Complex integral over rectangle

Question

I have a problem with an example in complex integration : "Determine the value of $\int_{-\infty}^{\infty} \frac {e^{ix}}{cosh \space x}dx$

Try integrating over the rectangle: $-R$, $R$, $R+i\pi $, $-R+i\pi$ ."

I know that $\int_{-R}^{R}$+$\int_{R}^{R+i\pi}$+$\int_{R+i\pi}^{-R+i\pi}$+$\int_{-R+i\pi}^{-R}$ = $\sum Res(f,a)$, Im(a)>0, or a are inside the rectangle. Where $f=\frac{e^{ix}}{cosh \space x}$, and a are the singularities. And that $lim_{R-> \infty}\int_{-R}^{R}$=$\int_{-\infty}^{\infty}$. The problem I'm having is with the basic contour integration of $\int_{R}^{R+i\pi}$+$\int_{R+i\pi}^{-R+i\pi}$+$\int_{-R+i\pi}^{-R}$ , no substitution in $\int \frac {e^{ix}}{cosh \space x}$=$\int \frac {2\space e^{ix}}{e^x+e^{-x}}$ seems to work. So... how can I integrate $\int_{R}^{R+i\pi}\frac {2\space e^{ix}}{e^x+e^{-x}}$ ?

Answer 1

Notation:

$A:=\int_{-R}^{R}\frac {e^{ix}}{cosh \space x}dx $

$B:=\int_{R}^{R+i\pi}\frac {e^{ix}}{cosh \space x}dx $

$C:=\int_{R+i\pi}^{-R+i\pi}\frac {e^{ix}}{cosh \space x}dx$

$D:=\int_{-R+i\pi}^{-R}\frac {e^{ix}}{cosh \space x}dx $

Solution:

For integration B: As $|\frac{e^{ix}}{cosh \space x}| = \frac{1}{|cosh \space x|} \to 0 $ when $R \to \infty \implies R>\delta, |\frac{e^{ix}}{cosh \space x}| < \epsilon$ Hence, $|B| =|\int_{|R|}^{|R+i\pi|}\frac {e^{ix}}{cosh \space x}dx|=\int_{|R|}^{|R+i\pi|}|\frac {e^{ix}}{cosh \space x}|dx <^{\text[1]} \epsilon \pi \implies B \to 0$. So $B = 0$.

The $[1]$ inequality comes from M-L inequality.

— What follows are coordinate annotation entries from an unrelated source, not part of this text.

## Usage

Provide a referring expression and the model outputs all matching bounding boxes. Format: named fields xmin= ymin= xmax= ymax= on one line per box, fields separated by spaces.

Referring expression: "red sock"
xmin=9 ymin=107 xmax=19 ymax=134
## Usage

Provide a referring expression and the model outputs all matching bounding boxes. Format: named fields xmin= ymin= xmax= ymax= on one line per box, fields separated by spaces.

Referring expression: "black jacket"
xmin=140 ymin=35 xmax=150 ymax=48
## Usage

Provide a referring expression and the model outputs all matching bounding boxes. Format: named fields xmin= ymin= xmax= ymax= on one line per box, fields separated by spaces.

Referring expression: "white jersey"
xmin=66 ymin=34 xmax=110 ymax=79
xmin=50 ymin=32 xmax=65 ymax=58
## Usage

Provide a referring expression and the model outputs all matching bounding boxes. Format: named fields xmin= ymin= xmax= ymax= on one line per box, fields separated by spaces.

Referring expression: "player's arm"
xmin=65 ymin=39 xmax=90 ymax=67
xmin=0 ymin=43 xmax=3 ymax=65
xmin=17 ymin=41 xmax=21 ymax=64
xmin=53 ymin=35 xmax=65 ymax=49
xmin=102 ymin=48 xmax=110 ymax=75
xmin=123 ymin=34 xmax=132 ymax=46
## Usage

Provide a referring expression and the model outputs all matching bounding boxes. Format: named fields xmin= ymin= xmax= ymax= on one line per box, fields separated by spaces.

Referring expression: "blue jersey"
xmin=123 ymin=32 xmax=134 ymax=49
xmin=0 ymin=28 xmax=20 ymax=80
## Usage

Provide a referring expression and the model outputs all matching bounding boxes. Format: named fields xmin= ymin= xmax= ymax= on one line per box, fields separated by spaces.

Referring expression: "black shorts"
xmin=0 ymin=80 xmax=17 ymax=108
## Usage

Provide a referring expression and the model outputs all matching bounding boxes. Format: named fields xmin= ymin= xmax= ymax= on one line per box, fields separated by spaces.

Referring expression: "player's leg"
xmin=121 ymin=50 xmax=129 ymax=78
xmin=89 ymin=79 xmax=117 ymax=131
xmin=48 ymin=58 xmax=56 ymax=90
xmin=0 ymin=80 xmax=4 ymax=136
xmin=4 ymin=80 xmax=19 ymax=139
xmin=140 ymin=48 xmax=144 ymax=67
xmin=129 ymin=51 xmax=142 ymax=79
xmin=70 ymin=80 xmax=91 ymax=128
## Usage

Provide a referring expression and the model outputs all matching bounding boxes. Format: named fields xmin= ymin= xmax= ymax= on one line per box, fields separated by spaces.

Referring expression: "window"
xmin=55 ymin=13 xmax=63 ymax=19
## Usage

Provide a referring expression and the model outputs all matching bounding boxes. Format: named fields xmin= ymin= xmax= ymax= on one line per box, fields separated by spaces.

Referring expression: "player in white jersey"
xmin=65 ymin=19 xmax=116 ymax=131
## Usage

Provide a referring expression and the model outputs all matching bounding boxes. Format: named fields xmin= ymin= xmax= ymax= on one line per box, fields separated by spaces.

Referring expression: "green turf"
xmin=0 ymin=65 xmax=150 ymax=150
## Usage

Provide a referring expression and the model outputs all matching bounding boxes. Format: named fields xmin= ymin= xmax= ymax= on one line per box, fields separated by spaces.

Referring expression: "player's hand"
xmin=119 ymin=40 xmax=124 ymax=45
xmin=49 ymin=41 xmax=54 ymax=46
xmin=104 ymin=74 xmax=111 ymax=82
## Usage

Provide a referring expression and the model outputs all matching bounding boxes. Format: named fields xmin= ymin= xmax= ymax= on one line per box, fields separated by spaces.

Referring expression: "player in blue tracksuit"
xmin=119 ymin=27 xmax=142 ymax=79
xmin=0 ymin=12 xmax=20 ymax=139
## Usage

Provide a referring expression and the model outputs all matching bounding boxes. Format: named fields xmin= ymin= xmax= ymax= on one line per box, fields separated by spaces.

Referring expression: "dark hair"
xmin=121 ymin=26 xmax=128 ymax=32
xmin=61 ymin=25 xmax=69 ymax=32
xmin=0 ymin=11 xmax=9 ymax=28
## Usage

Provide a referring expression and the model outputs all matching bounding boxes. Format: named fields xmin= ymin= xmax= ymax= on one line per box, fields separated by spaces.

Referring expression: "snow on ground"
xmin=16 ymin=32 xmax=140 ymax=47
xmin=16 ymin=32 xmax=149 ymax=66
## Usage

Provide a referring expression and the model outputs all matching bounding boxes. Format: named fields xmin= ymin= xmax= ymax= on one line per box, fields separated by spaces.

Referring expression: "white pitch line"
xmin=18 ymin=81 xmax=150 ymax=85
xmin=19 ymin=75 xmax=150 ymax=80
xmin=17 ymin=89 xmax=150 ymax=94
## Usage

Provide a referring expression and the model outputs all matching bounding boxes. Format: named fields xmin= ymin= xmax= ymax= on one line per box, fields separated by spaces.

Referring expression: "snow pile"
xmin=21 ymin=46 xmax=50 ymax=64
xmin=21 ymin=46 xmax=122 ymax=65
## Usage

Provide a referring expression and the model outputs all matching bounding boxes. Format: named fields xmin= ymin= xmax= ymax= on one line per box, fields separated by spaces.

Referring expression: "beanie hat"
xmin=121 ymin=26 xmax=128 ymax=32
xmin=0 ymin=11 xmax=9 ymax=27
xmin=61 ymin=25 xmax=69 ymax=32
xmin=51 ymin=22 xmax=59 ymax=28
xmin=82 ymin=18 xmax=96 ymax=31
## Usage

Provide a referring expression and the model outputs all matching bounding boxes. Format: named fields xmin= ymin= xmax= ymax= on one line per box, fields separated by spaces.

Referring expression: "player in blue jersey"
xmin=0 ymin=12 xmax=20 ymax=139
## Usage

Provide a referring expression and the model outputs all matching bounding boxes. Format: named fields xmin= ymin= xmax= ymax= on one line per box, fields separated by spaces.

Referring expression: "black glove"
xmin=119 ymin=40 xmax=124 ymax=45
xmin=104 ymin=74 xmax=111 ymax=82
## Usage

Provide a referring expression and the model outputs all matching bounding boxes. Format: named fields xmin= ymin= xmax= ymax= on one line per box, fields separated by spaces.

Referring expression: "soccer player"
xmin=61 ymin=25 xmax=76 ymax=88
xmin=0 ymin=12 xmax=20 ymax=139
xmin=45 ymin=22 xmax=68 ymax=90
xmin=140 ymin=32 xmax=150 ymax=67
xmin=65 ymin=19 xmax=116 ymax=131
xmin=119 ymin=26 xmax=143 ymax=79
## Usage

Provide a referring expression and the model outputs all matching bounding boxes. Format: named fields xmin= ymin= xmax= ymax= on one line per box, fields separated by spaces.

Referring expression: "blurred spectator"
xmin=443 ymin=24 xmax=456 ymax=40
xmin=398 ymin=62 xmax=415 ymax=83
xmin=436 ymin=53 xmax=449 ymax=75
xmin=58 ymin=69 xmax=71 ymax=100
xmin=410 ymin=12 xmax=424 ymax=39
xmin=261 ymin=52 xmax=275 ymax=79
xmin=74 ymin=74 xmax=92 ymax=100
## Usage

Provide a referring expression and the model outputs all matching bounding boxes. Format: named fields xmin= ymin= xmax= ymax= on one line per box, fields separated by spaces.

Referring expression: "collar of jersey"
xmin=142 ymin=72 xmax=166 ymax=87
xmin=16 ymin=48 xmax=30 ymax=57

The same argument for $D$.

For integration C: $$C =\int_{R+i\pi}^{-R+i\pi}\frac {e^{ix}}{cosh \space x}dx = \int_{R}^{-R}\frac {e^{ix-\pi}}{\cosh (x+\pi i)}dx = -e^{-\pi}\int_{R}^{-R}\frac {e^{ix}}{\cosh (x)}dx = e^{-\pi}A.$$

So the contour integration becomes:$(1+e^{-\pi})A = 2\pi i\sum Res(f,a)$

Since the locus encloses only one singular point $x = \frac \pi 2 i$.

And the residue $Res(f,\frac \pi 2 i) = - e^{-\pi/2} i$

$$(1+e^{-\pi})A = 2\pi i \times (- e^{-\pi/2} i) = 2 \pi e^{-\pi /2 }\implies\\\ A = \frac{ 2 \pi e^{-\pi /2 }}{1+e^{-\pi}} = \pi sech(\pi/2) $$

Answer 2

We may show that $\frac{1}{\cosh x}$ is almost a fixed point of the Fourier transform in the following way: since we have an even function and $2\cosh(x)=e^{x}+e^{-x}$,

$$ \forall x\neq 0,\qquad \frac{1}{\cosh(x)}=2\sum_{n\geq 0}(-1)^n e^{-(2n+1)|x|} \tag{1}$$ hence: $$ \int_{-\infty}^{+\infty}\frac{e^{ix}}{\cosh(x)}\,dx = 4\sum_{n\geq 0}\frac{(-1)^n (2n+1)}{(2n+1)^2+1}.\tag{2} $$ On the other hand, the meromorphic function $\frac{1}{\cosh(x)}$ has simple poles at $\frac{\pi i}{2}+k\pi i$ and the residues are simple to compute, leading to: $$ \frac{1}{\cosh(x)}=4\sum_{n\geq 0}\frac{(-1)^n(2n+1)\pi}{(2n+1)^2 \pi^2+4x^2}\tag{3} $$ so, by putting together $(2)$ and $(3)$, $$ \boxed{\int_{-\infty}^{+\infty}\frac{e^{ix}}{\cosh x}\,dx = \color{red}{\frac{\pi}{\cosh\frac{\pi}{2}}}}\tag{4} $$ easily follows.